Pressure to live a ‘perfect’ online life is damaging more than a third of young girls, a study has found.
Large proportions of young women were found to experience negative emotions connected to their use of the internet, and only 15 per cent said being online made them feel good.
The use of digital devices among youngsters has been growing in recent years in the UK. On average, most children own a smartphone by the age of 10.
The survey, carried out by Girlguiding, asked 1,906 girls and young women aged between seven and 21 about their online lives.
More than a third – 35 per cent – of those surveyed said their main concern about spending time online was comparing themselves and their lives to other people.
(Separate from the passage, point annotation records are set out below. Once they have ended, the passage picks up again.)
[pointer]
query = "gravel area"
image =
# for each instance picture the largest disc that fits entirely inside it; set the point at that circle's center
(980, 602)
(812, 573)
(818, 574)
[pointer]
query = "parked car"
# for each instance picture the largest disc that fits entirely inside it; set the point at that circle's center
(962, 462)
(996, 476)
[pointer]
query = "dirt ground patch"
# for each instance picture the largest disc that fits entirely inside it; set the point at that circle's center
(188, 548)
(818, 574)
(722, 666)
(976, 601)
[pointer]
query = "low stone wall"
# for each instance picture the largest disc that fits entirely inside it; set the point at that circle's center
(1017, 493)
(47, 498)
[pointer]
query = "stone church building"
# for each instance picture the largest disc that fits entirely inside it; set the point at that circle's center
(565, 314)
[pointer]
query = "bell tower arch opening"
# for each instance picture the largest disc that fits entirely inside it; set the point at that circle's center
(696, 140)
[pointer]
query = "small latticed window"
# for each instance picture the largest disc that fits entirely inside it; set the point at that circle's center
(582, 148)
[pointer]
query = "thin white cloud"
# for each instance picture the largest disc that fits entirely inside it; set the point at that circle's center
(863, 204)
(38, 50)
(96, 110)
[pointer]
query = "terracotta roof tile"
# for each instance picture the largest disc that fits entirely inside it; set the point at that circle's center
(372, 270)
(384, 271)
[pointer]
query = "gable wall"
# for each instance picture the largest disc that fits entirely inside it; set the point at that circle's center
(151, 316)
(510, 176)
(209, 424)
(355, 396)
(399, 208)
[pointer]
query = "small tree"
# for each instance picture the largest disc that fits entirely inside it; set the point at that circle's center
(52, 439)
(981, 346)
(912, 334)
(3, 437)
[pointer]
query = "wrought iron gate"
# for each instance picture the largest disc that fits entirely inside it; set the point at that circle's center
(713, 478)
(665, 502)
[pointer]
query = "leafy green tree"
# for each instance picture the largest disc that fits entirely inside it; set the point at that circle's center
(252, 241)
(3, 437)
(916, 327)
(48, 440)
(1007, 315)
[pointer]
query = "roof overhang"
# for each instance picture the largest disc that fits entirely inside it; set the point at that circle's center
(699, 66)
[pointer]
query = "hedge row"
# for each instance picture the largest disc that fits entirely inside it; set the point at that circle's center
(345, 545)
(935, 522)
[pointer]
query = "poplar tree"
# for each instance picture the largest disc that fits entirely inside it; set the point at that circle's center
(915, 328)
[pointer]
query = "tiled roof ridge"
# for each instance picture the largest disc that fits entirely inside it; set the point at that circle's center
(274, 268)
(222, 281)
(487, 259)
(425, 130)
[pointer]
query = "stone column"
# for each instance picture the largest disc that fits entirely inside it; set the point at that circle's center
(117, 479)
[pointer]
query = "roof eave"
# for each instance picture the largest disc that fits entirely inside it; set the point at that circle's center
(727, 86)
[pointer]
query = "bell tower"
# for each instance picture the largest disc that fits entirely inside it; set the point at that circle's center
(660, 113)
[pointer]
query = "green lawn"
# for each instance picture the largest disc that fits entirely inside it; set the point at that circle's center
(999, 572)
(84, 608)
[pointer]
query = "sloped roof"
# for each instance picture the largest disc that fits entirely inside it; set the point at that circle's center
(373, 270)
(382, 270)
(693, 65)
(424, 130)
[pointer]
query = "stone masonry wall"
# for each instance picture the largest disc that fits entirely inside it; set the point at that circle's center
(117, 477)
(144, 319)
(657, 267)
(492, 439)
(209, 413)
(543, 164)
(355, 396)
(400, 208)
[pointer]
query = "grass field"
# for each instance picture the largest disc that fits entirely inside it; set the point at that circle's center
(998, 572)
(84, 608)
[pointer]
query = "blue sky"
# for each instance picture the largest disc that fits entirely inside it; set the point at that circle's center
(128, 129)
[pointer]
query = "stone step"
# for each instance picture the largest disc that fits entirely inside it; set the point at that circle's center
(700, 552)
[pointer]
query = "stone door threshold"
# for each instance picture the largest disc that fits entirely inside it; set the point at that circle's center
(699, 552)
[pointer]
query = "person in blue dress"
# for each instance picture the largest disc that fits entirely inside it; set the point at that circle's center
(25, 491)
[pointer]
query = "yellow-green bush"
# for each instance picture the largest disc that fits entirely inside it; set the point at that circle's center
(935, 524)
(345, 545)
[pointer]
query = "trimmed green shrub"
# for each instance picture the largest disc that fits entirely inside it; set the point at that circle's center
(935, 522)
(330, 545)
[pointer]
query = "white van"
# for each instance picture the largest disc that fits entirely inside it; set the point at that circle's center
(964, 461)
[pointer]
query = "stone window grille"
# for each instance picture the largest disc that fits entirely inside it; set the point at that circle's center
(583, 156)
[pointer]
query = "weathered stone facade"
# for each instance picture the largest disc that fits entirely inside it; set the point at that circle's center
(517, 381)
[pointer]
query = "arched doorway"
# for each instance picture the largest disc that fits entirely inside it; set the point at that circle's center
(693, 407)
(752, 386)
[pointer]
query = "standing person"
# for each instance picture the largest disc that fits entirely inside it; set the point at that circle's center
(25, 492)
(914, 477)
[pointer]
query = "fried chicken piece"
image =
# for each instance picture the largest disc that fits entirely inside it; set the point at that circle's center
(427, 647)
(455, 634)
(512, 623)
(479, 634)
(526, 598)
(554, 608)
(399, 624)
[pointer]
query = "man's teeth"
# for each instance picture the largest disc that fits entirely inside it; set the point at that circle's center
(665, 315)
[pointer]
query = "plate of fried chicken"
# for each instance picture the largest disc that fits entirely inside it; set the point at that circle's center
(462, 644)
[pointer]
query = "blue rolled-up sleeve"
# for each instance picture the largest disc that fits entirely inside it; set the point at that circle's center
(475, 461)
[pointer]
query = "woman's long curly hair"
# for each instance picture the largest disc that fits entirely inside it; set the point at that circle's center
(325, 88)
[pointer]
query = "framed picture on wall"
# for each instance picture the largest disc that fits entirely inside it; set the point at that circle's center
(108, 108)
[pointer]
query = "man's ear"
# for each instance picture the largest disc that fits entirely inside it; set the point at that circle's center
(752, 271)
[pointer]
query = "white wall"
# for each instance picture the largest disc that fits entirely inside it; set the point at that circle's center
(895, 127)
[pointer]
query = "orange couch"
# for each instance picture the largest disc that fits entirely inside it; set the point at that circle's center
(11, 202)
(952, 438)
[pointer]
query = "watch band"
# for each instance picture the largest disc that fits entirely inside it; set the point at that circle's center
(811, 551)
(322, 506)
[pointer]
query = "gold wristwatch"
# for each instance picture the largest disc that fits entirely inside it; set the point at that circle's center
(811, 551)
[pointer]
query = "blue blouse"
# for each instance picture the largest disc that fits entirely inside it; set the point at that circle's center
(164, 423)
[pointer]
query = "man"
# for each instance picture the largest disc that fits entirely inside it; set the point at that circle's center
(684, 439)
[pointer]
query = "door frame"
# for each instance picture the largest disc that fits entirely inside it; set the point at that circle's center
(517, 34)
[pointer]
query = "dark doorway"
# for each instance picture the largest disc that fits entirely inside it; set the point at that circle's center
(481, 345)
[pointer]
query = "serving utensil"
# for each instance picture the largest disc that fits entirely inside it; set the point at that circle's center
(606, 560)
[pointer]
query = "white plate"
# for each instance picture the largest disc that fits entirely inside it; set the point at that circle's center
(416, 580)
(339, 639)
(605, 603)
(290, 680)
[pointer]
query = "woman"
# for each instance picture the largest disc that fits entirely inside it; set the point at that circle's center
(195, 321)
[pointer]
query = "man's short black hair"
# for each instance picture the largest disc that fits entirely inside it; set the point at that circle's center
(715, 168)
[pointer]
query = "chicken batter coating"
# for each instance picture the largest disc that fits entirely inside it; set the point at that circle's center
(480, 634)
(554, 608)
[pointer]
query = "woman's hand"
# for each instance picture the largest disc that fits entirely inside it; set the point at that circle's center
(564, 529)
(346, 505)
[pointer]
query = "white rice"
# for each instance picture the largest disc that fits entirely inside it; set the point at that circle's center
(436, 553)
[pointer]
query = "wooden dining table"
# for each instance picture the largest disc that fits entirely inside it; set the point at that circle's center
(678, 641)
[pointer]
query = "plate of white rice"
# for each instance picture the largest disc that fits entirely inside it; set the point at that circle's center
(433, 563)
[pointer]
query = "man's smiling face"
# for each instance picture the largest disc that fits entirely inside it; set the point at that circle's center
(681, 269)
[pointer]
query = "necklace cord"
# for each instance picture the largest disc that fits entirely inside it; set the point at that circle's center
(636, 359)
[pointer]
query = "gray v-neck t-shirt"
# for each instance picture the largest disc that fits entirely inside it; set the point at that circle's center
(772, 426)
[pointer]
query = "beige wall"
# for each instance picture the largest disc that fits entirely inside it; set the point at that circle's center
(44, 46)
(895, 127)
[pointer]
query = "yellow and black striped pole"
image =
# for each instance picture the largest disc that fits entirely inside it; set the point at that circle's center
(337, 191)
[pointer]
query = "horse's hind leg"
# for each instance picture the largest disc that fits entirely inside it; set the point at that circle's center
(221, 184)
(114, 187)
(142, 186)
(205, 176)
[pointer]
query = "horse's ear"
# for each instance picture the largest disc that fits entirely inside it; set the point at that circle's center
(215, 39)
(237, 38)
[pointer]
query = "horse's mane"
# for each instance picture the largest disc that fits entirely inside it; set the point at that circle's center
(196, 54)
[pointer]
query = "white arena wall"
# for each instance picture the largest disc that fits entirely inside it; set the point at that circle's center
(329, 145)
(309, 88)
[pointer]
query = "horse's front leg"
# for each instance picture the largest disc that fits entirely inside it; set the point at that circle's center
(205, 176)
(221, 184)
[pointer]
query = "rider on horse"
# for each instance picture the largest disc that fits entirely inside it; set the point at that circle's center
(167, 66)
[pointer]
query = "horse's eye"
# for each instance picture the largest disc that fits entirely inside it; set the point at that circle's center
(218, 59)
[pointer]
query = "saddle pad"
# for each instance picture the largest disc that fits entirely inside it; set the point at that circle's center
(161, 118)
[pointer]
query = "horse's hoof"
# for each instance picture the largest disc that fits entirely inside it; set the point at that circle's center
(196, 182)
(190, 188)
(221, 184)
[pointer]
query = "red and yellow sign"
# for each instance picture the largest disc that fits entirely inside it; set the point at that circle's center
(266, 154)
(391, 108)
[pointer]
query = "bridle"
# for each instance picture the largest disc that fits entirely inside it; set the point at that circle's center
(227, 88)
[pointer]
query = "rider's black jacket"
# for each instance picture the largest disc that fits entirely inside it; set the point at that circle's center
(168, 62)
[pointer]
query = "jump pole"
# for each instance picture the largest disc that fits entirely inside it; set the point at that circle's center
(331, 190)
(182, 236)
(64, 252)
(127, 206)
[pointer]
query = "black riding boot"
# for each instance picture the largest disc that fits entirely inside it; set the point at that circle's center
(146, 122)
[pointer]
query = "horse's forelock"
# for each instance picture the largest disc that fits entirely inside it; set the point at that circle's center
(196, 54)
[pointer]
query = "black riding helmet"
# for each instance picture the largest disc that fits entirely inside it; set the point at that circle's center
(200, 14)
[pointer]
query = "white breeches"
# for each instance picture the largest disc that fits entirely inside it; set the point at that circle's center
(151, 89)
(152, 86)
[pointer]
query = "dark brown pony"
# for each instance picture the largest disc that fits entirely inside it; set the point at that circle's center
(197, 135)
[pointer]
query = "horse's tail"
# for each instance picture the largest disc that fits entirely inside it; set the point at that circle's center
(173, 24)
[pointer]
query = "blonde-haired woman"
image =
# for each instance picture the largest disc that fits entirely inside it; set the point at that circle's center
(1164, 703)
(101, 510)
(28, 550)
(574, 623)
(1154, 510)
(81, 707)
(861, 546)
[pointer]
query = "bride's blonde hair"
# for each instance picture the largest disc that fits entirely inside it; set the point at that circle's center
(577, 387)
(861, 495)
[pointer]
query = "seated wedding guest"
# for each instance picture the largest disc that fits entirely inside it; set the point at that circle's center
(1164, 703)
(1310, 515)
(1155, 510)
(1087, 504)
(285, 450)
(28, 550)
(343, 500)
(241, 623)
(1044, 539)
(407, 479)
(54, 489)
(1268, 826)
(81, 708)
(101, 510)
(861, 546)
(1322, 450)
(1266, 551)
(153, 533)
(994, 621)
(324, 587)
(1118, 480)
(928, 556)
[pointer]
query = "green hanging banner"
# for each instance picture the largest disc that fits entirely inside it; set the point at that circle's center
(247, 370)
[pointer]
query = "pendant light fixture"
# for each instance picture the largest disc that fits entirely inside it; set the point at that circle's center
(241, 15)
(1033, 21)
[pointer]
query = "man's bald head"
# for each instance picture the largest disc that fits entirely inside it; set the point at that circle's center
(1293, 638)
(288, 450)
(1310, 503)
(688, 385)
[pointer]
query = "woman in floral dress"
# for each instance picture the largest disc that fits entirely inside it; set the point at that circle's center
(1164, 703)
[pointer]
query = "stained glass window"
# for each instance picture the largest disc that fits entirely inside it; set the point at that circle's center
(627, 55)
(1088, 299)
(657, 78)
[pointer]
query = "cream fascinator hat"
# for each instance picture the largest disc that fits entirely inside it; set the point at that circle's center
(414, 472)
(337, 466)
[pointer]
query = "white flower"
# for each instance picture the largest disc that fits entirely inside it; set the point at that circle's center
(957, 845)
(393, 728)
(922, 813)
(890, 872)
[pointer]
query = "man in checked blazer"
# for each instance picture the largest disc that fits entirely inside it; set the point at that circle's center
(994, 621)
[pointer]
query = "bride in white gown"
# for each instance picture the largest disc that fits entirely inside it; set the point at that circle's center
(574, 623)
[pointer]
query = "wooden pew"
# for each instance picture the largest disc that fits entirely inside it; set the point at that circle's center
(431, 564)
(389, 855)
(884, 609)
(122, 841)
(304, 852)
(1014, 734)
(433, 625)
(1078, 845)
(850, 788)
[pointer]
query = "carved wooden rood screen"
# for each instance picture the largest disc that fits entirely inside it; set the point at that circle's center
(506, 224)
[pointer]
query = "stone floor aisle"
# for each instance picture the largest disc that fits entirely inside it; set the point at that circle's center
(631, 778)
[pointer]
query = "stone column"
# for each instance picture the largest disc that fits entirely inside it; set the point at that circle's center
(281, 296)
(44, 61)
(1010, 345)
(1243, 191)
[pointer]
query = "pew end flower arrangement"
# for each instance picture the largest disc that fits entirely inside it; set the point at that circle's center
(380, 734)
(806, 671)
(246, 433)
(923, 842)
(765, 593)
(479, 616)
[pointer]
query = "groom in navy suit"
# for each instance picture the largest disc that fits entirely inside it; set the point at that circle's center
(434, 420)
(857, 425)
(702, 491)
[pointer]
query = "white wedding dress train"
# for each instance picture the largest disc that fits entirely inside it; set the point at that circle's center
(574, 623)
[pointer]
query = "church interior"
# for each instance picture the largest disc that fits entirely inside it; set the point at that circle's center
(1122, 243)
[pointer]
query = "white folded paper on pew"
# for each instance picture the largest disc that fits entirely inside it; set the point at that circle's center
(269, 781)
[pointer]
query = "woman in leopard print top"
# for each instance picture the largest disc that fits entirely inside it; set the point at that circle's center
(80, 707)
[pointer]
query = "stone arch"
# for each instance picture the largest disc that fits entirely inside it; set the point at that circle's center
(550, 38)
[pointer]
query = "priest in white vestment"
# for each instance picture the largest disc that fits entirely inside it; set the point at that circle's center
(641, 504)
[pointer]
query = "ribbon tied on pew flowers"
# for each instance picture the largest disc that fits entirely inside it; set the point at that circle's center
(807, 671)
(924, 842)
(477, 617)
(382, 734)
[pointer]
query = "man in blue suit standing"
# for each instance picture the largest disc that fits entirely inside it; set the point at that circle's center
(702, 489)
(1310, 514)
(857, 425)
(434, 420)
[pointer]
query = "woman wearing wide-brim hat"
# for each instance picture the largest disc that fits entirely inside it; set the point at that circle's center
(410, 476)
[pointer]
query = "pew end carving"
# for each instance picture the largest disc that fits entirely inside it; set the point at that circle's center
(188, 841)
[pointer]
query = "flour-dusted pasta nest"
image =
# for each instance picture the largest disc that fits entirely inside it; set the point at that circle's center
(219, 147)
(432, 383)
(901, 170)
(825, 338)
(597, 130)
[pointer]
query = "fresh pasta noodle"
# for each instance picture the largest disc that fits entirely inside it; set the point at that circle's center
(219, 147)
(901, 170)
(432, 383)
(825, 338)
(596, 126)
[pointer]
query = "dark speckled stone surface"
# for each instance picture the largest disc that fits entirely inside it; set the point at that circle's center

This increased to 40 per cent for 17 to 21-year-olds.
And 33 per cent of 11-21-year-old girls and women said how they looked in photos of themselves online was a major concern to them, Independent UK reports.
But only 12 per cent of girls surveyed in the same age bracket believed their parents were worried about the comparisons they made to each other online.
And just 47 per cent said they thought their parents appreciated all the pressures they are subject to online.
“Social media is an incredible tool, but these statistics show it can also have such a negative impact on our lives,” said Maddie, a 15-year-old Girlguiding advocate from Southampton.
She continued: “I think it is so sad to see how girls and young women today are becoming more and more affected by the pressures of social media.
“Speaking from experience, it can be such a hard thing to face along with the other pressures of being a teenager or young person, and it can become very overwhelming.
“Comparing yourself to others is a very easy trap for girls and young women to fall into, especially given how often we use social media to follow the lives of both our friends and celebrities.”
Parents, meanwhile, were more concerned about the risks of social media.
Responding to the survey, 59 per cent of the girls said they believed their parents were most worried about grooming while 57 per cent said they were worried about threats from strangers.
But the respondents were much less concerned than their parents.
Just 36 per cent were most worried about grooming. The same number were most anxious about how a photo of them could be used online.